For the best coordination of care, team members should meet regularly. During conferences, an effective ABA communicates clearly, intent on keeping everyone abreast of client developments. With adaptability, an ABA is humbly receptive to the observations and suggestions of fellow professionals.
Additionally, a successful therapist is approachable, with a knack for putting people at ease. Such friendliness helps caregivers feel comfortable sharing their concerns. In some work settings, an ABA may interact with employers or teachers. Rapport is developed by being responsive to their direction and feedback.
Depending on their client population, an ABA may be subject to aggressive behavior, such as screaming, fighting, and tantrums. All the while, they must stay composed and nonreactive. It takes self-control to maintain a neutral stance. Here’s where empathy is helpful, not judging clients for their inappropriate conduct.
Working with autistic clients can be especially taxing. Common to this disorder is difficulty communicating and following instructions. Consequently, extra patience and understanding are required. When an autistic learner gets frightened or upset, an ABA must speak gently while ensuring their surroundings are also calm. This strategy is likewise helpful for anxious seniors, particularly those with dementia.
Here, Huff Post reveals an ABA’s ingenious plan for teaching an autistic child to ride a bike.
A successful ABA is passionate about helping clients express their potential. With steadfast enthusiasm, they tailor learning approaches to a person’s needs. Likewise, they take pleasure in finding the most effective reinforcement methods for each client. Through a process called “pairing,” the therapist uses rewards their client prefers. With this technique, a client develops a positive association with the therapist, fostering cooperation.
An impassioned therapist, brimming with creativity, makes learning fun! As a result, therapy sessions are full of encouragement, affirmations, and praise. Every client victory is heartily celebrated. Work is thrilling and fulfilling. This is because applied behavior analysis is a calling, in which a gifted ABA shines.

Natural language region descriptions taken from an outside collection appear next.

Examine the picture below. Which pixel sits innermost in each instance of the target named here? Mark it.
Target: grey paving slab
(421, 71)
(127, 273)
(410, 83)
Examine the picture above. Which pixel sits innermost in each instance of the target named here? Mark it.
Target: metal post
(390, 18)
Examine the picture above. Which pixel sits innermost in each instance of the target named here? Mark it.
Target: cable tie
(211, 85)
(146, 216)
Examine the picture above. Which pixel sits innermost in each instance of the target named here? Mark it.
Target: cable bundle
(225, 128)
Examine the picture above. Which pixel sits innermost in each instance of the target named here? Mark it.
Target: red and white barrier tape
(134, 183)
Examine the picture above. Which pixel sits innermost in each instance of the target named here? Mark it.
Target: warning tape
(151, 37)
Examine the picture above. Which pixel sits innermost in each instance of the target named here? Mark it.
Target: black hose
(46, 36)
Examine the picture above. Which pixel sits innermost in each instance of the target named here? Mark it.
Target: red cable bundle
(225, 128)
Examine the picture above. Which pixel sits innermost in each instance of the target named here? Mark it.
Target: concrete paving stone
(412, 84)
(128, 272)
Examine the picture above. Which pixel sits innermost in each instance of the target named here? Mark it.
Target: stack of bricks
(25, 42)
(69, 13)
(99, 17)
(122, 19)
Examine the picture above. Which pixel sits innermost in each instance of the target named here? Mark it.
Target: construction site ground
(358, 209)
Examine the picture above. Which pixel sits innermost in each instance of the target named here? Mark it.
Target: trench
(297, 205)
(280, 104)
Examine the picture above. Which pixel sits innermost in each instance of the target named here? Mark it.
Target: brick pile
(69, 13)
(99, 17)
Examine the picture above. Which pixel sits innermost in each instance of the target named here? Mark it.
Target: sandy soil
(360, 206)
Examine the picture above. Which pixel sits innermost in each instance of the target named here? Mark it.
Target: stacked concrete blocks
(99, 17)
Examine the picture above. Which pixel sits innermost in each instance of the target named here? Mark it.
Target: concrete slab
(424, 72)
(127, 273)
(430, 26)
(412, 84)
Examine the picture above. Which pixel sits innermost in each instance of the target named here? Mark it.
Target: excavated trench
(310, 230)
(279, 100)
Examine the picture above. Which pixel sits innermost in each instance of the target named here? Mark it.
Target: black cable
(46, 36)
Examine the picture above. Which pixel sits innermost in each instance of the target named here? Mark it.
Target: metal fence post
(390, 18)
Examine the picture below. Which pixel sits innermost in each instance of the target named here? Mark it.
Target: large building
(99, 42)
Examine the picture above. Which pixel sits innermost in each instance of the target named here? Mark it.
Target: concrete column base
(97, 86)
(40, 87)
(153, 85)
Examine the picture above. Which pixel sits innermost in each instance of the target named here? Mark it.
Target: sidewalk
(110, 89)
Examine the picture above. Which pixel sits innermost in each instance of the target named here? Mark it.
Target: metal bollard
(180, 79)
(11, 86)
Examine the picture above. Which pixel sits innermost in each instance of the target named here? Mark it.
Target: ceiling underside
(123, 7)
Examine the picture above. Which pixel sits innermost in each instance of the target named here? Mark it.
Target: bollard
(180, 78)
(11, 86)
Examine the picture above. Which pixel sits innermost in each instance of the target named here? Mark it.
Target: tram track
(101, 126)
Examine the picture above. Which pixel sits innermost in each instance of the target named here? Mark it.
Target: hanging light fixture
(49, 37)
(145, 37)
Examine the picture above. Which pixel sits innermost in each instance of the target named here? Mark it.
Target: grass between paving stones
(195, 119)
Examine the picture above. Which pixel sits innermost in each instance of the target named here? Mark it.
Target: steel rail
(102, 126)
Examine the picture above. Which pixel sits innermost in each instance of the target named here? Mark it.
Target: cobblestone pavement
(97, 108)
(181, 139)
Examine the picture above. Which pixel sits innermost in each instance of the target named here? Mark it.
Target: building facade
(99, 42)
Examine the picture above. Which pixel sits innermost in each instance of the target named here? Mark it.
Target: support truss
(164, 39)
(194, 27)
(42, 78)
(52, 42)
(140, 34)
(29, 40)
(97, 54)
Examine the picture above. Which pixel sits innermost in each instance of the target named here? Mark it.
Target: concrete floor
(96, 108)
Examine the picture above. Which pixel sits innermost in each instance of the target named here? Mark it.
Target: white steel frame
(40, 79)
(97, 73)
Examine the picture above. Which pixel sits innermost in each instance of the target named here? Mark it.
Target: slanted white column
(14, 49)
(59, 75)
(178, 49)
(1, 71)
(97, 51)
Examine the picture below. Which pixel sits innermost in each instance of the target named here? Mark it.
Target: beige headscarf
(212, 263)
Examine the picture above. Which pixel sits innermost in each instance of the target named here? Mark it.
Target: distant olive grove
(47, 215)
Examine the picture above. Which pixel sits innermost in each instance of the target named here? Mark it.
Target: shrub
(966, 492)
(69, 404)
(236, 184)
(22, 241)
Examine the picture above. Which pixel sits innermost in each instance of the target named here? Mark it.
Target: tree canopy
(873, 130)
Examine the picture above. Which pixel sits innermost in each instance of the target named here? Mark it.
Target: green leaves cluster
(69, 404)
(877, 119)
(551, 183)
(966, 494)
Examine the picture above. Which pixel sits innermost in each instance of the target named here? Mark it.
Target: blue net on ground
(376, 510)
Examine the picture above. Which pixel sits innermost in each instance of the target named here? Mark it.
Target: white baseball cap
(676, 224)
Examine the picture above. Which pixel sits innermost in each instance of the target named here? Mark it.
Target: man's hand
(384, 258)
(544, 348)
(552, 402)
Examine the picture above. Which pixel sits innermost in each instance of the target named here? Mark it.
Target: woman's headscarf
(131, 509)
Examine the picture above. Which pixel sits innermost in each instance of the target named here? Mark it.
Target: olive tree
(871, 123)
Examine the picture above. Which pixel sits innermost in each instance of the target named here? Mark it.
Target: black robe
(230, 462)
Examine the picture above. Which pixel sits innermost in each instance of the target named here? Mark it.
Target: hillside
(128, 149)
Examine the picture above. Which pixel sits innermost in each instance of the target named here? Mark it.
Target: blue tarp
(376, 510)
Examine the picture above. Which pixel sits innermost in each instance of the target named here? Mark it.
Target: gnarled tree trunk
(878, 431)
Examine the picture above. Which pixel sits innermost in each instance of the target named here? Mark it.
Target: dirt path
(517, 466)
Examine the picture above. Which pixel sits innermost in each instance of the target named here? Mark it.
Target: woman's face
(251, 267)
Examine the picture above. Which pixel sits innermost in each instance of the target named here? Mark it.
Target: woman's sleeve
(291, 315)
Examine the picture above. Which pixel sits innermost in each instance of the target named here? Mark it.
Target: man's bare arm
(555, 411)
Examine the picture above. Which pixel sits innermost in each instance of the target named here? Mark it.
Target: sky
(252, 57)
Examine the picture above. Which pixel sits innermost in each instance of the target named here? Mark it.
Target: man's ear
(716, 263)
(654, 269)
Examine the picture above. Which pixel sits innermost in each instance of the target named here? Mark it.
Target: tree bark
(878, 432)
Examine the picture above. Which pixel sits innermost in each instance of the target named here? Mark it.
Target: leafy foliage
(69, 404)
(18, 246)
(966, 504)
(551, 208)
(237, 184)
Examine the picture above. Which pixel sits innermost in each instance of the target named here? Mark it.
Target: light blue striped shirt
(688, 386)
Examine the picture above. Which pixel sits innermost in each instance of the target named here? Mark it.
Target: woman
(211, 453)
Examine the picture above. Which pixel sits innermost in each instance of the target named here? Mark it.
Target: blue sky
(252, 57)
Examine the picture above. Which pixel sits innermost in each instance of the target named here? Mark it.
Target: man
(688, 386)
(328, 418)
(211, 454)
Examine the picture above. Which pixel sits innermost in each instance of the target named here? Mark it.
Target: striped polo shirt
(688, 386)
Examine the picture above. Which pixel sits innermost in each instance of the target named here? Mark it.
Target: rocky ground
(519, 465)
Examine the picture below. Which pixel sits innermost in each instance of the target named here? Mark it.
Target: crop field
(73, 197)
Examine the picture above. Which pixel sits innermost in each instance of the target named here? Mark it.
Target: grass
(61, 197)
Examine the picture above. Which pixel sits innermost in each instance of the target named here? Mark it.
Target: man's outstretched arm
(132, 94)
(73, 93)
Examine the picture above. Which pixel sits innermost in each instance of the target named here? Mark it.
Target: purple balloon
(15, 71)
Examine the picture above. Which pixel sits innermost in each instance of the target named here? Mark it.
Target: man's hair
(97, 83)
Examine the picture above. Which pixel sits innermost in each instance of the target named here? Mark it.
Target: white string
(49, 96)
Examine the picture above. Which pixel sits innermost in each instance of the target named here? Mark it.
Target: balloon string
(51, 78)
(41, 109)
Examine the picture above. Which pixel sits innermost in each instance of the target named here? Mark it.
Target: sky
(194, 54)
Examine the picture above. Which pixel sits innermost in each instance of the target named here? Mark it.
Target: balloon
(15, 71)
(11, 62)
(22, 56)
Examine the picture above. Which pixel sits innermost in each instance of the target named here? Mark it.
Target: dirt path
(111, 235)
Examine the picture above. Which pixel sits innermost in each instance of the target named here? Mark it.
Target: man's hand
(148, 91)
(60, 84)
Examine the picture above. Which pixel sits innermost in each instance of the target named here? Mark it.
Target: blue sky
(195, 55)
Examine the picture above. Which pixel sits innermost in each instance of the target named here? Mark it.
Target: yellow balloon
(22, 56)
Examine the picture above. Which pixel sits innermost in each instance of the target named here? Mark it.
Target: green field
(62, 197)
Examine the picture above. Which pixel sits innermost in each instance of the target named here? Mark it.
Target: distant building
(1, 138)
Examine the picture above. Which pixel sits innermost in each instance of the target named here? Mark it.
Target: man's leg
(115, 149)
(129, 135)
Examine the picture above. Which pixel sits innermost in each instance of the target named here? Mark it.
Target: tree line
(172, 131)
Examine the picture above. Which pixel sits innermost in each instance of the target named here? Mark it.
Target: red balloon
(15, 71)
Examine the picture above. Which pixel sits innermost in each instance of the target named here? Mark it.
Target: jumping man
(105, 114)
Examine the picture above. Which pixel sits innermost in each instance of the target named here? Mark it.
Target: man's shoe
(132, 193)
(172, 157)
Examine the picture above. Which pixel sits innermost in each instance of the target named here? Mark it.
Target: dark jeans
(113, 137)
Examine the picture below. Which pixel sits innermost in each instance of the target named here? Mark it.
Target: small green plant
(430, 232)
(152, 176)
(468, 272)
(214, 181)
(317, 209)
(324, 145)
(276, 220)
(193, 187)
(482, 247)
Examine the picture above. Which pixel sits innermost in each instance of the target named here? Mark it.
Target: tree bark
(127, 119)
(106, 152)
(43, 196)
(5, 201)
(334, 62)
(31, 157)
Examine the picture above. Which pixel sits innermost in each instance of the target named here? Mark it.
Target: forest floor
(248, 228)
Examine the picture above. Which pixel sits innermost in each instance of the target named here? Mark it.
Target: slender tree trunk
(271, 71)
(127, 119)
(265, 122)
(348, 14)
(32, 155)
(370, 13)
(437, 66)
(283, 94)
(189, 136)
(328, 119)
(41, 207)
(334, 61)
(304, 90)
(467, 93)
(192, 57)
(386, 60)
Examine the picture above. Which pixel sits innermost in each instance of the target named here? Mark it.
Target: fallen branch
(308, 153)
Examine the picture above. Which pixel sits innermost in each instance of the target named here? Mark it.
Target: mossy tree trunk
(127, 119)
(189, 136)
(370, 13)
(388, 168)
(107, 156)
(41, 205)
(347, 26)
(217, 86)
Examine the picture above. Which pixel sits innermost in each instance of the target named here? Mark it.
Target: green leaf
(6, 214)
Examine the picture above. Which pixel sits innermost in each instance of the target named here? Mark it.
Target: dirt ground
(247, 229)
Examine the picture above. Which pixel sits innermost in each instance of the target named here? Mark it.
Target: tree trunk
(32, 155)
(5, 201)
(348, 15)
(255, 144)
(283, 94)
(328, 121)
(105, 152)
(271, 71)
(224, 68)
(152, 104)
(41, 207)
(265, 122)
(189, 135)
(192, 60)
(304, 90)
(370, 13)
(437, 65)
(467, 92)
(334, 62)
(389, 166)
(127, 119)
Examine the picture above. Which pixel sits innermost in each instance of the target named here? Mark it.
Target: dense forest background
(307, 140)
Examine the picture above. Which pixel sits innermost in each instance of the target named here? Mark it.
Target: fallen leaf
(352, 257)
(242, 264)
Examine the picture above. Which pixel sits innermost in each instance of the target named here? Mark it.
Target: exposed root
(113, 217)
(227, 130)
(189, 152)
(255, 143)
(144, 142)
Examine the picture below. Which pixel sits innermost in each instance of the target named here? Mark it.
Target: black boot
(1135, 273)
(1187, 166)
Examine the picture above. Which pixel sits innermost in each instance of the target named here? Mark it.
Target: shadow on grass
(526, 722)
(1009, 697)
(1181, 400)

Another hallmark of dedication is reliability. This is shown by arriving punctually for each therapy session and staying for the entire scheduled length. A responsible ABA returns phone calls within 24 hours of receipt. Being highly accountable, they realize their efforts are widely influential, affecting a client’s family, neighbors, and community.
A progressive therapist is up-to-date on the best ABA practices in use. As an avid reader, they continually pore over the latest books and articles featuring ABA topics. Movies can also impart insightful knowledge. A qualified practitioner is an active member of professional organizations, such as the Association of Professional Behavior Analysts (APBA).
Plus, they regularly participate in skill development workshops. Examples of noteworthy events are the ABAI Annual Autism Conference, the APBA Annual Convention, and the BABAT Annual Conference. Since each of these meetings has a different focus, they all merit attending.
Related Resource: 10 Best Online RBT (Registered Behavioral Technician) Training Programs
A successful applied behavior analyst is empathetic, collaborative, unflappable, dedicated, and well-informed. Have you ever read The Miracle Worker by William Gibson? This account of Helen Keller’s life illustrates ABA principles.
When Helen was 1½ years old, she lost her vision and hearing to an illness. By age 6, the disabilities had produced severe behavioral problems. That was until she met Anne Sullivan, an extraordinary teacher. With relentless determination, Ms. Sullivan freed Helen of internal torment and external chaos. Follow the example of this model practitioner. With your ABA expertise, you’ll be a miracle worker!